U.S. Pat. No. 5,029,482 teaches the use of empirically-derived correlations that are obtained by flowing combined gas and liquid flow streams having known mass percentages of the respective gas and liquid components through a Coriolis meter. The empirically-derived correlations are then used to calculate the percentage of gas and the percentage of liquid in a combined gas and liquid flow stream of unknown gas and liquid percentages based upon a direct Coriolis measurement of the total mass flow rate. The composition of the fluid mixture from the well can change with time based upon pressure, volume, and temperature phenomena as pressure in the reservoir depletes and, consequently, there is a continuing need to reverify the density value.

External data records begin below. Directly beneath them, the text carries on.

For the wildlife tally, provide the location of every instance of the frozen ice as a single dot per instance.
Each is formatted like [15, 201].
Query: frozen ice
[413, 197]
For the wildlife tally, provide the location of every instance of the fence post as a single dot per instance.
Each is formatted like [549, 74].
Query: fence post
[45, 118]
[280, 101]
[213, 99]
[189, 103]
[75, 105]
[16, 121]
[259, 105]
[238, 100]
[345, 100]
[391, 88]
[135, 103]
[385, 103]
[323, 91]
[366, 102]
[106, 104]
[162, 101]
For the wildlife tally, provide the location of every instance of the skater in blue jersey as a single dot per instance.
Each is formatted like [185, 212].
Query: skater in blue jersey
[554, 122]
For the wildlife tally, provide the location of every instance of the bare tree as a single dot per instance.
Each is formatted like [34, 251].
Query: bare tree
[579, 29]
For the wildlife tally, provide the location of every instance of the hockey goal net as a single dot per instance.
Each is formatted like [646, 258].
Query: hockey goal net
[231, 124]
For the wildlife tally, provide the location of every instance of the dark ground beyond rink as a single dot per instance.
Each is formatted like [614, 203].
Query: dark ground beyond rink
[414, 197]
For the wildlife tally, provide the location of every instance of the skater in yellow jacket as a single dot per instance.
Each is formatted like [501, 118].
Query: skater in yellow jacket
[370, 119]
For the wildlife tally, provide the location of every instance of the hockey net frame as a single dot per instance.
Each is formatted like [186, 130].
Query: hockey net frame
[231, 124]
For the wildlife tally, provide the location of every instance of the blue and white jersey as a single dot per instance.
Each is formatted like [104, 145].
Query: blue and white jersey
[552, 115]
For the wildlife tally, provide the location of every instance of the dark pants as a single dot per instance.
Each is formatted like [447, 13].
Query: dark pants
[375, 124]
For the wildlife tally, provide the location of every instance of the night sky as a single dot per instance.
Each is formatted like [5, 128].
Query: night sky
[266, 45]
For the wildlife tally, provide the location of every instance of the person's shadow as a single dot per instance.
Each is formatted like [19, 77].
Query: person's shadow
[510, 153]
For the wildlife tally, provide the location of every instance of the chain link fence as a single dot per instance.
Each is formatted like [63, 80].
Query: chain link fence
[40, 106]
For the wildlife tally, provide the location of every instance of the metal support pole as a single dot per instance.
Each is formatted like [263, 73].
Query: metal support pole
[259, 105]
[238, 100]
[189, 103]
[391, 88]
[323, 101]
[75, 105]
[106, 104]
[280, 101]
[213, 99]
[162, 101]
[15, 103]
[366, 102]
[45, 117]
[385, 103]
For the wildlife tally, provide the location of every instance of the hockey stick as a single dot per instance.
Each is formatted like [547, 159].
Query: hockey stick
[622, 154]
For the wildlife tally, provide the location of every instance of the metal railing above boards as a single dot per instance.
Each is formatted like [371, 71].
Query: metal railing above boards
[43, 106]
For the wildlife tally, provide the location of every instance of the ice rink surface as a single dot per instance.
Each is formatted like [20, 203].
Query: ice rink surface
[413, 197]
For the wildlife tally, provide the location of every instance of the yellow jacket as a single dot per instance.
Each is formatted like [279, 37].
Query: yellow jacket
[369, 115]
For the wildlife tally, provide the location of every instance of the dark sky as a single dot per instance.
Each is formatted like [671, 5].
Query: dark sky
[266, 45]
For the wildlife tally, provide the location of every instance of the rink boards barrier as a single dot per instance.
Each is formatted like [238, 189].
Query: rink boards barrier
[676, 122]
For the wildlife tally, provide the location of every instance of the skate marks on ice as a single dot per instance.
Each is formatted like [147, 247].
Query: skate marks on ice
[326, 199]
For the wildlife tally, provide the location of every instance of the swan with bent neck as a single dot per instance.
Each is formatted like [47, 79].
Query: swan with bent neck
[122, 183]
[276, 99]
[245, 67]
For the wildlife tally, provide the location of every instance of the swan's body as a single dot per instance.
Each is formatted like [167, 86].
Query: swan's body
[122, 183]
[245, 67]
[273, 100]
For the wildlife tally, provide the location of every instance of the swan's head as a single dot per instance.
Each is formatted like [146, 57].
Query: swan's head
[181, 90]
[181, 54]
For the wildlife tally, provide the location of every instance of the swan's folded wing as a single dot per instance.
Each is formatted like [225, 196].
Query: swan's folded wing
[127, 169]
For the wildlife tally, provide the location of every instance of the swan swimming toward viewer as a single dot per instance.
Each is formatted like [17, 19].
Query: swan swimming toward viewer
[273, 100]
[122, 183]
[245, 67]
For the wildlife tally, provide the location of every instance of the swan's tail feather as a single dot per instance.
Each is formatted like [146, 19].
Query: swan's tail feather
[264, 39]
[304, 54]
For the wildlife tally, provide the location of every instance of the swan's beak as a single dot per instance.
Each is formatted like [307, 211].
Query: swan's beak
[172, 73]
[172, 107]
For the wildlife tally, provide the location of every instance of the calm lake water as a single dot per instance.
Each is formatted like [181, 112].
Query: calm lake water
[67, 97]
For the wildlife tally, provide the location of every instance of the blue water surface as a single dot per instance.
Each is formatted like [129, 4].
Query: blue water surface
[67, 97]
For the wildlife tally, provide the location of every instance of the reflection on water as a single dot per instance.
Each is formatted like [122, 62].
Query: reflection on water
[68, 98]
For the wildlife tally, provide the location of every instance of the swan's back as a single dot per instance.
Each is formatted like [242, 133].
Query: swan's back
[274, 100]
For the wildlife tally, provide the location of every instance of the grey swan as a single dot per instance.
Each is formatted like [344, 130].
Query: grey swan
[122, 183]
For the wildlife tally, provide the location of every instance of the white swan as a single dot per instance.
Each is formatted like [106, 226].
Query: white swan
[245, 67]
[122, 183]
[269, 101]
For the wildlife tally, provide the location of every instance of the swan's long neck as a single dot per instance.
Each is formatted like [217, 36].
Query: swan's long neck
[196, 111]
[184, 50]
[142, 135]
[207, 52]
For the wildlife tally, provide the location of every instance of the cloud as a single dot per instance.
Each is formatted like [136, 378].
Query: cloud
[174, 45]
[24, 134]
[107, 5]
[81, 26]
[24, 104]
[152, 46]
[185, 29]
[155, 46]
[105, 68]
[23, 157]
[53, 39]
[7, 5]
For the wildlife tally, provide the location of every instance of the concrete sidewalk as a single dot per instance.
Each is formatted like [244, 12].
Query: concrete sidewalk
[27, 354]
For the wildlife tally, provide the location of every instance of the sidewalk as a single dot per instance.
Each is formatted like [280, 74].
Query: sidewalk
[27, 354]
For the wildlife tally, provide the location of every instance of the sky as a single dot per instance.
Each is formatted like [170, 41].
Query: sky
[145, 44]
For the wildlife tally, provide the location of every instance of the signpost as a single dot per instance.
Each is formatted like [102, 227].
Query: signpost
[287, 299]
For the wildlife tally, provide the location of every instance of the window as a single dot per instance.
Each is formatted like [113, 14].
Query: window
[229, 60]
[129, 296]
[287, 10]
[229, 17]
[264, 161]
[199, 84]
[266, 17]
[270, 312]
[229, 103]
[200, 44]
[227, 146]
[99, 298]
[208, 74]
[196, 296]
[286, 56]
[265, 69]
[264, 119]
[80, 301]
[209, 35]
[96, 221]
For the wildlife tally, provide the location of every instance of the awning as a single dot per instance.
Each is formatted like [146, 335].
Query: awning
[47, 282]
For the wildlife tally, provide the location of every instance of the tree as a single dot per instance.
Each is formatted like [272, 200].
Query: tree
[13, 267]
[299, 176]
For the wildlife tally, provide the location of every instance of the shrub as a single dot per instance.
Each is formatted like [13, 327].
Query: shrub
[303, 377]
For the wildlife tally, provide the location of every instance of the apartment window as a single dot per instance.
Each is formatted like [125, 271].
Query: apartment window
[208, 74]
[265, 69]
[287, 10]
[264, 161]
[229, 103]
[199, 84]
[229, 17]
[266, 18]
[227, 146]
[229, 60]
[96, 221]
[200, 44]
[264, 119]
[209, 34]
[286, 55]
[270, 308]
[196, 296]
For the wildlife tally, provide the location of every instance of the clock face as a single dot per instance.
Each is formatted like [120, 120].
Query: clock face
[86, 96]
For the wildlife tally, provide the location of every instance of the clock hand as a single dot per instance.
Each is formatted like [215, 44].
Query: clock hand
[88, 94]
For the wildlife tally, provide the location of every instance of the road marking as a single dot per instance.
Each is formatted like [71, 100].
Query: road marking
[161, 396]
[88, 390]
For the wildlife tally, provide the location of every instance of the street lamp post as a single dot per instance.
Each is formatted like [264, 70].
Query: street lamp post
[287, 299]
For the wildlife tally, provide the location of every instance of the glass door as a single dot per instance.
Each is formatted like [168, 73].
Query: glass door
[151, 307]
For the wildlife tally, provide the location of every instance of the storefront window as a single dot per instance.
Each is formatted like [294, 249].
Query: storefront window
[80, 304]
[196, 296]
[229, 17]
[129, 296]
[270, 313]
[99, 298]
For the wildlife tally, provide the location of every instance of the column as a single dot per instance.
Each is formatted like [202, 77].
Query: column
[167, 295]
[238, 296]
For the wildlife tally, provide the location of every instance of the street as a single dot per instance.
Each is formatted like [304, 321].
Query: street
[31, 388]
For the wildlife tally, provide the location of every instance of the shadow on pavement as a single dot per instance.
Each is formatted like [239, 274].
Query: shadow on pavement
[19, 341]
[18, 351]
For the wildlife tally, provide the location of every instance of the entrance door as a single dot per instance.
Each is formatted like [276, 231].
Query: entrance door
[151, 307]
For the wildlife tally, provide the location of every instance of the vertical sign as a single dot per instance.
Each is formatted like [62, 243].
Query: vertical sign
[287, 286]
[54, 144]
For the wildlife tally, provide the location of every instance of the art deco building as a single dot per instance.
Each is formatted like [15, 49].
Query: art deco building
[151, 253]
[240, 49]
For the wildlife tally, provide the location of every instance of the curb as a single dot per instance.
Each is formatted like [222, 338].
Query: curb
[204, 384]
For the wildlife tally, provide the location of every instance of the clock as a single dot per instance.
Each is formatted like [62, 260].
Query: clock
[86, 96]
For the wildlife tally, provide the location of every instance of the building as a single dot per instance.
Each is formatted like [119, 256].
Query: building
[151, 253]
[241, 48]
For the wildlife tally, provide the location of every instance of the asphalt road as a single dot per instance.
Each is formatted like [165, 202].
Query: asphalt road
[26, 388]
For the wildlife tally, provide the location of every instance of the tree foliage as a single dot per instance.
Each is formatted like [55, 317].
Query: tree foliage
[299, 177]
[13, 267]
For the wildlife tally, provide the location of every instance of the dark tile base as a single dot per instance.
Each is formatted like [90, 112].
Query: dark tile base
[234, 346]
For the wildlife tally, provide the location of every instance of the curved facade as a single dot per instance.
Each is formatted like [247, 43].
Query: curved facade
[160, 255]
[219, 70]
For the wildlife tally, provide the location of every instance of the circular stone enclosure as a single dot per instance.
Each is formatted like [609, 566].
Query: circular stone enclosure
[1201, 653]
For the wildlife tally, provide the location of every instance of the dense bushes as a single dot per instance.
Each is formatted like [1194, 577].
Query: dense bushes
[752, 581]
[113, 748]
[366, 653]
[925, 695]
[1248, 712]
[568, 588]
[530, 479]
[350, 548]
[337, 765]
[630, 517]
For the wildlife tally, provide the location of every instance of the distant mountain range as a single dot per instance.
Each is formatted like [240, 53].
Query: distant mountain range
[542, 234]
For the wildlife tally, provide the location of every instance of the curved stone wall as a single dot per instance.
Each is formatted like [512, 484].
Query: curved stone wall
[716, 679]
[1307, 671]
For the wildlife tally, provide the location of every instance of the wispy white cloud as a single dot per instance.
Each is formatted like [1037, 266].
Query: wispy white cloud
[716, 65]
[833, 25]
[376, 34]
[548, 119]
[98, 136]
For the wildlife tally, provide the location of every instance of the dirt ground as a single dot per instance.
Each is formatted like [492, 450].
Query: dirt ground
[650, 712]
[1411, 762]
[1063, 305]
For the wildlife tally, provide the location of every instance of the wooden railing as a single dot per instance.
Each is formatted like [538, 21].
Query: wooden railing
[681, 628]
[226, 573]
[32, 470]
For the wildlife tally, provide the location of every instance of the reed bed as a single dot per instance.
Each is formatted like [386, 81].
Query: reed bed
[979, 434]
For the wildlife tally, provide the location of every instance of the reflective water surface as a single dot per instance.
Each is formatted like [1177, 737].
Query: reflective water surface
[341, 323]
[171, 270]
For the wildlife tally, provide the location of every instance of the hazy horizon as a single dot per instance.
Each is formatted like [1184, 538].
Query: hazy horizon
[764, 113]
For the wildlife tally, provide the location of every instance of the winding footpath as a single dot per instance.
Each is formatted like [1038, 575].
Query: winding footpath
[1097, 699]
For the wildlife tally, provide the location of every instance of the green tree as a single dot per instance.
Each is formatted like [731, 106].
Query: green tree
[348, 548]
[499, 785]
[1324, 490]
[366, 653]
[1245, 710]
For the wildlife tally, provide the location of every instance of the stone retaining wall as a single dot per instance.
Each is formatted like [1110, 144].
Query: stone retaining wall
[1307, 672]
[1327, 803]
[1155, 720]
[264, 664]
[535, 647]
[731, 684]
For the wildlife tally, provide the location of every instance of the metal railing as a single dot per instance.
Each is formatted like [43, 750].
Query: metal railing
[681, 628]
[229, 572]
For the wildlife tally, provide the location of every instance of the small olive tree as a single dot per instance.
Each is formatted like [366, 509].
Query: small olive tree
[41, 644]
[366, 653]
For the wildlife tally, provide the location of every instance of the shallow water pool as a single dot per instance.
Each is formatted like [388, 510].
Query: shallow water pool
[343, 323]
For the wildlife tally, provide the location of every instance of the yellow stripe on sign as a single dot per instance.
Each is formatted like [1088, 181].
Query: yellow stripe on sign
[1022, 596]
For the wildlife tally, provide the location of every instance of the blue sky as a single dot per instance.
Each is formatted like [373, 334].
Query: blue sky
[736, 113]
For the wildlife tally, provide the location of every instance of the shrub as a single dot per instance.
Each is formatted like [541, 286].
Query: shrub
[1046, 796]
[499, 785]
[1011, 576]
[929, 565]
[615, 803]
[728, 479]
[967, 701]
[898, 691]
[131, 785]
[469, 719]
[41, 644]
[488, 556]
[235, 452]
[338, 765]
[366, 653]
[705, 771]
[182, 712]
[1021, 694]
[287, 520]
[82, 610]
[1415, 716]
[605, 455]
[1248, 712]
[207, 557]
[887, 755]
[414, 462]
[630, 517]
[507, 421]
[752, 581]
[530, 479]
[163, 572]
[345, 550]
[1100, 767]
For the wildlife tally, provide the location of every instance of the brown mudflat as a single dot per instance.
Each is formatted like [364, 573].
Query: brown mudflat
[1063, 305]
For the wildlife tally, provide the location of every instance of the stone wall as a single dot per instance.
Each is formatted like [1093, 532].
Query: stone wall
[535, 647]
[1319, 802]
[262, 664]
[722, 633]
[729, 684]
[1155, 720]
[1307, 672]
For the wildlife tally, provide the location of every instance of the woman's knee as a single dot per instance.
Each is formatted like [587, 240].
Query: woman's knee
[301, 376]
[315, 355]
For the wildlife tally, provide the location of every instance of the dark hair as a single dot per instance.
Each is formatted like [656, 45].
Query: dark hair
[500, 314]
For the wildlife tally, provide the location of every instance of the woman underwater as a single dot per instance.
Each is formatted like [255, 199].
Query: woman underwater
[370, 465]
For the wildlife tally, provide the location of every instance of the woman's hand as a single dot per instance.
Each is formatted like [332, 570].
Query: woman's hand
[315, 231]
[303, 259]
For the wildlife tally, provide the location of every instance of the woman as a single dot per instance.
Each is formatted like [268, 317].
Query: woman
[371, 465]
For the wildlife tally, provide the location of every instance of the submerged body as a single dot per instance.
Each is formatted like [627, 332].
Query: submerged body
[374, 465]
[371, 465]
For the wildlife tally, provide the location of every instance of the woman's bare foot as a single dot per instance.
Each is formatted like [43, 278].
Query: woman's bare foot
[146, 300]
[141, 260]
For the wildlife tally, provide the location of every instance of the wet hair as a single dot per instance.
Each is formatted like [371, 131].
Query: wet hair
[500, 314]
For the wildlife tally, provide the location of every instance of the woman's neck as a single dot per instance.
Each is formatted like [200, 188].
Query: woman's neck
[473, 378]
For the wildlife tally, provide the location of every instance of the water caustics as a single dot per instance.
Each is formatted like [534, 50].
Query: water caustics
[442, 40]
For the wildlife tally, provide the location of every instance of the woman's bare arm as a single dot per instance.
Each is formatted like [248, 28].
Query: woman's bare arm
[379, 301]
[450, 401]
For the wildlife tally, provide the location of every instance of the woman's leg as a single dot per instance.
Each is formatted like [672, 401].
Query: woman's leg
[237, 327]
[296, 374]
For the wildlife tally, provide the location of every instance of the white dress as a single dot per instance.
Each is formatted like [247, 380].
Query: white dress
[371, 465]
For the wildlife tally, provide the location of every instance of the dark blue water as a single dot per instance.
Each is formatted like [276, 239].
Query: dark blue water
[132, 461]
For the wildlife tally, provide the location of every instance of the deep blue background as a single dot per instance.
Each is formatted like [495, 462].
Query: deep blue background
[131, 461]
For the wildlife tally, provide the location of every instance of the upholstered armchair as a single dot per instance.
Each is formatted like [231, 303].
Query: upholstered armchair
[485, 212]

U.S. Pat. No. 4,773,257 teaches that a water fraction of a total oil and water flow stream may be calculated by adjusting the measured total mass flow rate for water content, and that the corresponding mass flow rates of the respective oil and water phases may be converted into volumetric values by dividing the mass flow rate for the respective phases by the density of the respective phases. The density of the respective phases must be determined from actual laboratory measurements. The '257 patent relies upon separation equipment to accomplish separation of gas from the total liquids, and this separation is assumed to be complete.
U.S. Pat. No. 5,654,502 describes a self-calibrating Coriolis flowmeter that uses a separator to obtain respective oil and water density measurements, as opposed to laboratory density measurements. The oil density measurements are corrected for water content, which is measured by a water cut monitor or probe. The '502 patent relies upon a separator to eliminate gas from the fluids traveling through the meter, and does not teach a mechanism for providing multiphase flow measurements when gas is part of the flow stream that is applied to the Coriolis flowmeter.
U.S. Pat. No. 5,535,532 describes multiple systems that measure the flow rates of oil, gas, and water. The '532 patent calculates the flow rate of oil based on a known or assumed value for the density of oil. One problem with the '532 patent is that none of the described systems calculate or measure the density of oil. The density of oil can be determined by taking a sample of the multiphase flow to a lab, which can be time consuming and expensive. The density of oil can also be assumed from previous data. However, the assumed density may not accurately represent the actual density of the oil.
Even three phase separation equipment does not necessarily provide complete separation of the oil phase from the water phase. Water cut probes are used to measure water content in the segregated oil phase because a residual water content of up to about ten percent typically remains in the visibly segregated oil component. The term ‘water cut’ is used to describe the water content of a multiphase mixture, and is most often applied to a ratio that represents a relationship between a volume of oil and a volume of water in an oil and water mixture. According to the most conventional usage of the term ‘water-cut’, well production fluids would have a 95% water-cut when water comprises 95 out of a total 100 barrels of oil and water liquids. The term ‘water-cut’ is sometimes also used to indicate a ratio of the total volume of oil produced to the total volume of water produced. A term ‘oil-cut’ could imply the oil volume divided by the combined oil and water volume. As defined herein, the term ‘water-cut’ encompasses any value that is mathematically equivalent to a value representing water or oil as a percentage of a total liquid mixture including water and oil.